As fallout from the Equifax breach that exposed personal data on 143 million Americans continues to spread, New York Governor Andrew Cuomo told the state's Department of Financial Services to create new regulation compelling credit reporting companies for the first time to register with New York and to comply with the cybersecurity standards that recently went into effect in the state, a move that would let the DFS superintendent deny or revoke a firm's authorization to do business with consumers or financial institutions regulated in New York.
"A person's credit history affects virtually every part of their lives and we will not sit idle by while New Yorkers remain unprotected from cyberattacks due to lax security," Cuomo said in a release. "Oversight of credit reporting agencies will help ensure that personal information is less vulnerable to cyberattacks and other nefarious acts in this rapidly changing digital world. The Equifax breach was a wakeup call and with this action New York is raising the bar for consumer protections that we hope will be replicated across the nation."

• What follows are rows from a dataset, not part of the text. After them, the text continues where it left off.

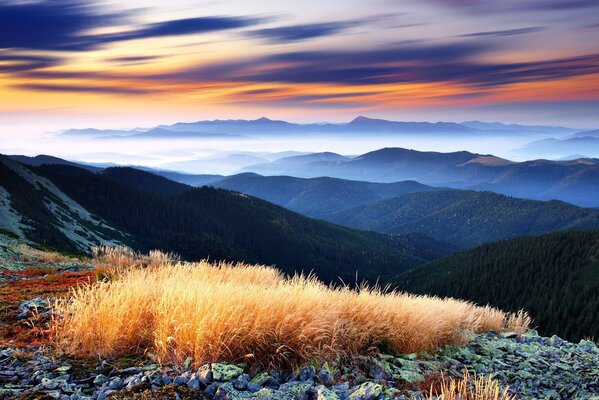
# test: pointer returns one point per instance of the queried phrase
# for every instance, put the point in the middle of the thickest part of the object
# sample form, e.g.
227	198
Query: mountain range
464	218
467	218
360	125
57	205
554	277
574	181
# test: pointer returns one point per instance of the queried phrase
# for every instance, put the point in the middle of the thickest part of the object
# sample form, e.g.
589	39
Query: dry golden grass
226	312
470	387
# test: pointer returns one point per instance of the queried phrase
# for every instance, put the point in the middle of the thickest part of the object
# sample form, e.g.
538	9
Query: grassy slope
468	218
554	277
219	224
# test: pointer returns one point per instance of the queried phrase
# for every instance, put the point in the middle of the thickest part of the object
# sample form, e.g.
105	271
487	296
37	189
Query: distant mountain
499	127
227	163
162	133
593	134
222	225
265	127
554	277
91	132
45	159
316	197
289	165
35	209
467	218
578	144
144	181
187	179
365	124
575	181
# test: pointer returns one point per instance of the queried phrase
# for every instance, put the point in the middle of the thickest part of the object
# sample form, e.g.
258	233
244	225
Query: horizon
75	63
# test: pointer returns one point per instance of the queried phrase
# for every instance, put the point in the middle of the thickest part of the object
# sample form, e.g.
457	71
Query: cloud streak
82	89
507	32
297	33
405	64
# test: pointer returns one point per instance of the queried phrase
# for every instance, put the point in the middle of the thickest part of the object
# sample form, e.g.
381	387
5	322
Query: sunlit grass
226	312
470	387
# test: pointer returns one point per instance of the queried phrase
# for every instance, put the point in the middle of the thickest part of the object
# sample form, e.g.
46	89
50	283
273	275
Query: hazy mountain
575	181
91	132
264	127
187	179
499	127
316	197
228	163
554	277
579	144
45	159
162	133
290	165
223	225
467	218
35	209
593	133
144	181
364	124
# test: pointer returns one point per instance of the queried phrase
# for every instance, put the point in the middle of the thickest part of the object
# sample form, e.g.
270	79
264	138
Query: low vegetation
255	314
470	387
554	277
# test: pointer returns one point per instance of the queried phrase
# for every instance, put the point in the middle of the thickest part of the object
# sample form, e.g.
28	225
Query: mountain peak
361	119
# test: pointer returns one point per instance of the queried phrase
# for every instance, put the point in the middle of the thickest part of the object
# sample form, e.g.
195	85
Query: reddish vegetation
29	284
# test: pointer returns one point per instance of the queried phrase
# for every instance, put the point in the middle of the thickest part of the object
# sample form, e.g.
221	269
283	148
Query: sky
125	64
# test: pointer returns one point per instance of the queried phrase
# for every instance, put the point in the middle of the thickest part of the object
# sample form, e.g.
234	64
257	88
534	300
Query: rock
325	376
241	383
299	390
253	387
324	393
205	374
226	391
379	371
211	389
116	383
188	363
306	374
180	381
225	372
194	382
100	379
366	391
342	389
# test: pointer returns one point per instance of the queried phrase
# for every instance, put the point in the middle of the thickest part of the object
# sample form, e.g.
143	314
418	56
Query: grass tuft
470	387
254	314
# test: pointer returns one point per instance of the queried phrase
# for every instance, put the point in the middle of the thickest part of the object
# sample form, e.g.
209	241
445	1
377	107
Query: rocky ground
533	367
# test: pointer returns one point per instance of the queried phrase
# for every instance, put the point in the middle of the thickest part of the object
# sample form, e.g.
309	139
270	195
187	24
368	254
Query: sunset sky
77	63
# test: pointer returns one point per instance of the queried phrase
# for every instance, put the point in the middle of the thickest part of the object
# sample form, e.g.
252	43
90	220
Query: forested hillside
222	225
317	197
554	277
467	218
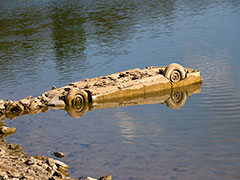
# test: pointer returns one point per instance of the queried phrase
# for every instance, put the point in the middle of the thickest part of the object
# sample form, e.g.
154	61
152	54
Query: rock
59	154
107	177
54	87
51	163
7	130
55	101
59	163
90	178
30	161
2	104
25	102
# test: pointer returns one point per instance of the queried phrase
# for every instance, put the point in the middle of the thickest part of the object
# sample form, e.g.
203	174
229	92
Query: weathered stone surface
107	177
56	101
7	130
59	154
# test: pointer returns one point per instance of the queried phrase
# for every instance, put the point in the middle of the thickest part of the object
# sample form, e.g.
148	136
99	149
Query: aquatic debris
59	154
79	97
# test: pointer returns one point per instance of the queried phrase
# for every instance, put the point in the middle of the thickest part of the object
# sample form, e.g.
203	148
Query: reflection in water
55	42
173	98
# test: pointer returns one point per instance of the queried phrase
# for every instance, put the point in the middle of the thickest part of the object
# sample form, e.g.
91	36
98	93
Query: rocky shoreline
77	98
15	164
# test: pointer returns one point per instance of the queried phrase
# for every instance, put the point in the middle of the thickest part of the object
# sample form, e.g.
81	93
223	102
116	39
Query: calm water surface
47	42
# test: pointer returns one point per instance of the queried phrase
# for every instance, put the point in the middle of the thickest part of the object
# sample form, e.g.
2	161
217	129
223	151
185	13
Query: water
45	43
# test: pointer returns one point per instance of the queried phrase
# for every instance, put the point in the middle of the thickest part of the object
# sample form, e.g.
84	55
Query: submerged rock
7	130
59	154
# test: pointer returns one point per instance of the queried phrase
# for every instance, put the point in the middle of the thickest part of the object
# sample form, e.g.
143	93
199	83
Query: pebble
59	154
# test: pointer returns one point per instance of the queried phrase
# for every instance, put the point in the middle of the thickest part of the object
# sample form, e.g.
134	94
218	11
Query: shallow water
45	43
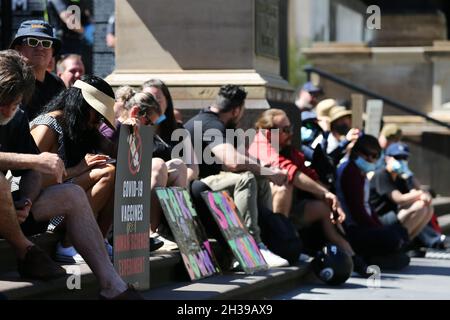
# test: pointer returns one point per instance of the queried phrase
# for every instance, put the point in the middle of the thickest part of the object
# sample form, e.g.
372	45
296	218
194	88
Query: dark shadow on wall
200	30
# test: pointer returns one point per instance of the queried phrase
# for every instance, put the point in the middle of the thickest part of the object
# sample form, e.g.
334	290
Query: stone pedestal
416	76
197	46
410	29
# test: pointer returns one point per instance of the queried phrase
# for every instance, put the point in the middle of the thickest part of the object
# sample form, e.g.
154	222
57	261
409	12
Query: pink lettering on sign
221	217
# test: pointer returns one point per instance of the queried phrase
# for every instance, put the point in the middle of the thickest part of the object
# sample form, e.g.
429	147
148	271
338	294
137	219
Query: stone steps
168	280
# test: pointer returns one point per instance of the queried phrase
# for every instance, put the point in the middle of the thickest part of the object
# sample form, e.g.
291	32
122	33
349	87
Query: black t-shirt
212	132
43	93
381	187
15	137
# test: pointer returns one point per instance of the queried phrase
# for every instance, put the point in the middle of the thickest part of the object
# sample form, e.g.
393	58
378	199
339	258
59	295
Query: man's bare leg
158	179
9	226
70	201
282	198
316	210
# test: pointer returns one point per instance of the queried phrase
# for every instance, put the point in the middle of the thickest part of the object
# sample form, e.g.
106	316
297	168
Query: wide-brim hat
99	101
39	29
339	112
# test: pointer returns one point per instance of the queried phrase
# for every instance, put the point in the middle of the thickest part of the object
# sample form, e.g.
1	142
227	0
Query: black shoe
130	294
155	244
360	266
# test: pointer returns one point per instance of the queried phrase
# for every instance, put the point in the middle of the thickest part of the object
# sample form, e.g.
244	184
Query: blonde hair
265	120
124	93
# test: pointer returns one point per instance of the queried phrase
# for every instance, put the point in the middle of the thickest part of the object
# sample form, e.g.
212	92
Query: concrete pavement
424	279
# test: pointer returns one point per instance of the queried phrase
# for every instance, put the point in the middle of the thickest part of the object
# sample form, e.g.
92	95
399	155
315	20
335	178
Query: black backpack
280	235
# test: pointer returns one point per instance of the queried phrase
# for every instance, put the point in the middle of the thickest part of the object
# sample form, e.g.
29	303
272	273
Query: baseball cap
391	130
36	28
398	150
339	112
323	108
311	88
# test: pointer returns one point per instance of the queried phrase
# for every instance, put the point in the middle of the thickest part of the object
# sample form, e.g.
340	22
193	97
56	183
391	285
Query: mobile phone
111	161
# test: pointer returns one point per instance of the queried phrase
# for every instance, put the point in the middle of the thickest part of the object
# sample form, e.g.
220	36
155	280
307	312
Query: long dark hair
170	125
79	139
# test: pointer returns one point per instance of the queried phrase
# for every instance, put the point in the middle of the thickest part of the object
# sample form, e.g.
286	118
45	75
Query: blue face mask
161	119
380	163
307	134
364	165
402	169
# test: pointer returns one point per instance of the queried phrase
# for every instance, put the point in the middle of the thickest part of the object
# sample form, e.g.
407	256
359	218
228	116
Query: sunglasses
34	42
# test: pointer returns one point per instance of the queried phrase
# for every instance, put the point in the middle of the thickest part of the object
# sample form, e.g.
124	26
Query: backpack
280	235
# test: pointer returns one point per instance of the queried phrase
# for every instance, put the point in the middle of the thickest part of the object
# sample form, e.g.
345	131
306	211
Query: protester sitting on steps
319	207
243	178
377	244
36	41
394	199
431	236
34	205
166	128
143	109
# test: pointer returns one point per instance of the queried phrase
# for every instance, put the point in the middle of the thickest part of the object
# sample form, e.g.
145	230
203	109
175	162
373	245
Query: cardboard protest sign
242	244
132	205
189	233
374	116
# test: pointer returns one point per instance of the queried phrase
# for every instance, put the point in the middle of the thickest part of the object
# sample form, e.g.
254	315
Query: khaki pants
247	192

Financial Services Superintendent Maria T. Vullo had already issued guidance to help licensed financial institutions act to protect consumers affected by the Equifax breach. “The scope and scale of this cyberattack is unprecedented and DFS is prepared to take all actions necessary to protect New York's consumers and financial markets,” Vullo said in a release. “Given the seriousness of this breach, the potential harm to consumers and our financial institutions, and in light of the fact that a number of financial institutions have arrangements with Equifax under which financial institutions provide consumer account and debt information to Equifax and receive similar information from Equifax, DFS is issuing this guidance to ensure that this incident receives the highest level of attention and vigilance at New York's regulated institutions.”

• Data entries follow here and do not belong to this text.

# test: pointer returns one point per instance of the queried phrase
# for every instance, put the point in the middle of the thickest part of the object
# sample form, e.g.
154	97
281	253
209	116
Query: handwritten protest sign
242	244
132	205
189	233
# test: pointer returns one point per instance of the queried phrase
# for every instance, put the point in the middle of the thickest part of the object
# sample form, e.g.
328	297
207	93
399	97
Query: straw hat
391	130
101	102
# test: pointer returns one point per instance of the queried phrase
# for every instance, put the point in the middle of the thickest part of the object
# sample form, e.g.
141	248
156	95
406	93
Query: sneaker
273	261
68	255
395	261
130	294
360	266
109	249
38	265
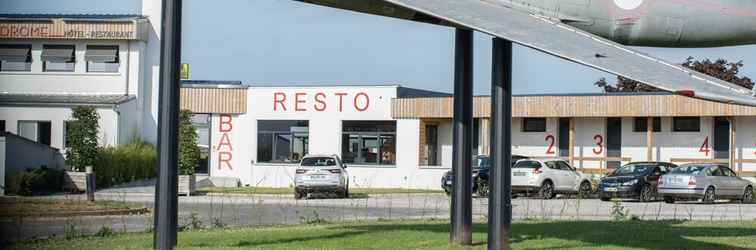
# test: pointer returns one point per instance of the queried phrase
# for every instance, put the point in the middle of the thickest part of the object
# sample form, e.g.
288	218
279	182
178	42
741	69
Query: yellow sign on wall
184	71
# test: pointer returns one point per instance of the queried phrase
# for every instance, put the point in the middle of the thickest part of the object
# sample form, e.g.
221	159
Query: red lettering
225	141
319	98
341	100
367	102
298	101
225	123
281	101
225	158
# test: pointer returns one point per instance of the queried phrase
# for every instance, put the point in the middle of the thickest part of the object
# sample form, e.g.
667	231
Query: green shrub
35	181
189	153
125	163
81	134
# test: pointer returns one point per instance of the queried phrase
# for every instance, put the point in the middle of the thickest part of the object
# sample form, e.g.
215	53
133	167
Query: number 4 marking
705	147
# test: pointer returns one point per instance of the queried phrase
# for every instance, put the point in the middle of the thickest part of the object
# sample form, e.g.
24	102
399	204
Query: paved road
283	209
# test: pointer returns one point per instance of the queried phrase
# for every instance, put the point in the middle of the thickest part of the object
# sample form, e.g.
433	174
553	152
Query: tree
721	69
81	137
189	152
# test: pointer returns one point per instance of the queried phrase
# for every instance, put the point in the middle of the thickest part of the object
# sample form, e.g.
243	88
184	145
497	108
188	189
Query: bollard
90	177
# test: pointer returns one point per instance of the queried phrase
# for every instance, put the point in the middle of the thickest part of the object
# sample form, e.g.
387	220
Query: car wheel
585	190
299	195
669	199
547	191
710	196
747	195
647	194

The new regulation ordered by Cuomo would subject credit reporting agencies to DFS review and prohibits them from promoting schemes to defraud consumers, engaging in unfair or deceptive practices, violating section 1036 of Dodd-Frank, including inaccurate information in reports, and making false statements or “omission of a material fact in connection with any information or reports filed with a governmental agency or in connection with any investigation conducted by the superintendent or another governmental agency.”

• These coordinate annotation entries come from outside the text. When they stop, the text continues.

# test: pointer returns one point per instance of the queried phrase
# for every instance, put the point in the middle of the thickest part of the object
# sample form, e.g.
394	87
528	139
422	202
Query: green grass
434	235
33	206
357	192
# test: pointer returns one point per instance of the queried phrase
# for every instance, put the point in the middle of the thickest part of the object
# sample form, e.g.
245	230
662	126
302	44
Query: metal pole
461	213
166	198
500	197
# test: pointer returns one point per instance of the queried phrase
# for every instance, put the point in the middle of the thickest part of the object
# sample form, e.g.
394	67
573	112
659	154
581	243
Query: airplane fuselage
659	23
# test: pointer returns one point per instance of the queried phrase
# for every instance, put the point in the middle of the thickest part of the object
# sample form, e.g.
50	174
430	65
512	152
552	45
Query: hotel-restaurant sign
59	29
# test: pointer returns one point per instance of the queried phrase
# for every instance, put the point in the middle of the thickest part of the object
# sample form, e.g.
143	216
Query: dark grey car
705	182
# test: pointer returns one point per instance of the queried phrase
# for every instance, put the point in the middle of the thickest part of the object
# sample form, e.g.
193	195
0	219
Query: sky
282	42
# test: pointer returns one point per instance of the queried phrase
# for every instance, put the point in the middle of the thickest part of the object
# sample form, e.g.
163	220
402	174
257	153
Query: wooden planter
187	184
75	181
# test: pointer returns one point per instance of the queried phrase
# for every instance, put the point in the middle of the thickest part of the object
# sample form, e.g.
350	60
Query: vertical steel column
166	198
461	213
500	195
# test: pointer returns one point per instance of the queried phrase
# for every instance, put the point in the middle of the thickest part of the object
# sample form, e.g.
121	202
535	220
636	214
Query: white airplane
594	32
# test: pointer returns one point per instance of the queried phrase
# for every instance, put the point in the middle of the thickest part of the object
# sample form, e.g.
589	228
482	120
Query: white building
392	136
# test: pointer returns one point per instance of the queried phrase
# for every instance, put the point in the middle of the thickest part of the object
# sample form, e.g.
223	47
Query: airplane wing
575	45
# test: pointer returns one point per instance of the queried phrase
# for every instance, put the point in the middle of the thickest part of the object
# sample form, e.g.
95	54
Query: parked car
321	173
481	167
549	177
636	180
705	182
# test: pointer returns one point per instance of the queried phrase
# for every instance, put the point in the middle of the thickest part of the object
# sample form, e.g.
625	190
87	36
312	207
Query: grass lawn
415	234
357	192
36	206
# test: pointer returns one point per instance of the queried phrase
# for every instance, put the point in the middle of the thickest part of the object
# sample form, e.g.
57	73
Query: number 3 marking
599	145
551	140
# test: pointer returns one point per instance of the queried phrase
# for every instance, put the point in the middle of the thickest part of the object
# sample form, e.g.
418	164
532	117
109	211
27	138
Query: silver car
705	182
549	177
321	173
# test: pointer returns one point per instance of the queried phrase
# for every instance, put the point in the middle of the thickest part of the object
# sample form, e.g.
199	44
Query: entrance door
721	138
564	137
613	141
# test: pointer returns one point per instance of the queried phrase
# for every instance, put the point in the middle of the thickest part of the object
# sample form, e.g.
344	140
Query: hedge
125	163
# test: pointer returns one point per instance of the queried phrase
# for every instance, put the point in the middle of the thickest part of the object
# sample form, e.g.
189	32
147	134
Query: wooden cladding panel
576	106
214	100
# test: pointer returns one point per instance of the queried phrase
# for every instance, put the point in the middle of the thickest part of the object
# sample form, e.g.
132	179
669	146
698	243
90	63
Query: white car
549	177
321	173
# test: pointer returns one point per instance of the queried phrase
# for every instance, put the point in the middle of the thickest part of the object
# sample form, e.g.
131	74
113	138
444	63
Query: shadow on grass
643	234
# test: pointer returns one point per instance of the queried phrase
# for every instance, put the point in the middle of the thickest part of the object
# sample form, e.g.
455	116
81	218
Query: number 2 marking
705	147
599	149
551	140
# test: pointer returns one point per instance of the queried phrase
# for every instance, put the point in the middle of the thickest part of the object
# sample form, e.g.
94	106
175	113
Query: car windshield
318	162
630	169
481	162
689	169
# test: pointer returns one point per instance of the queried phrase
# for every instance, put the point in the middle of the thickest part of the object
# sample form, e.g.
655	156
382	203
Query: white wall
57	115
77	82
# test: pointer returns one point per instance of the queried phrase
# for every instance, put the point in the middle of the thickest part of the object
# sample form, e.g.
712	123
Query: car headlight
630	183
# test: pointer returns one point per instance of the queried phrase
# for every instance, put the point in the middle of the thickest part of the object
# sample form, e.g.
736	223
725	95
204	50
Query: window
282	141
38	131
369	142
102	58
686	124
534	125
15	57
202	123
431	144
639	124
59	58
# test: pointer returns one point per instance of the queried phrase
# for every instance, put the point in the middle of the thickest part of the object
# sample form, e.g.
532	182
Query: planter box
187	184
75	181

Calling Cuomo's move "one of the first regulatory shoes to drop in an effort to protect consumers from unfair practices and careless handling of their personal data," Steven Grossman, vice president of strategy at Bay Dynamics, lauded New York for moving "quickly to extend its recent cyber regulation from those covered entities operating in NYS to credit reporting agencies that report on any individuals located" in the state.
"In addition to mandating a structured risk based program," Grossman told SC Media, "of particular note are provisions requiring notification of breaches within 72 hour of determination and the annual certification of compliance by an accountable board member or senior officer."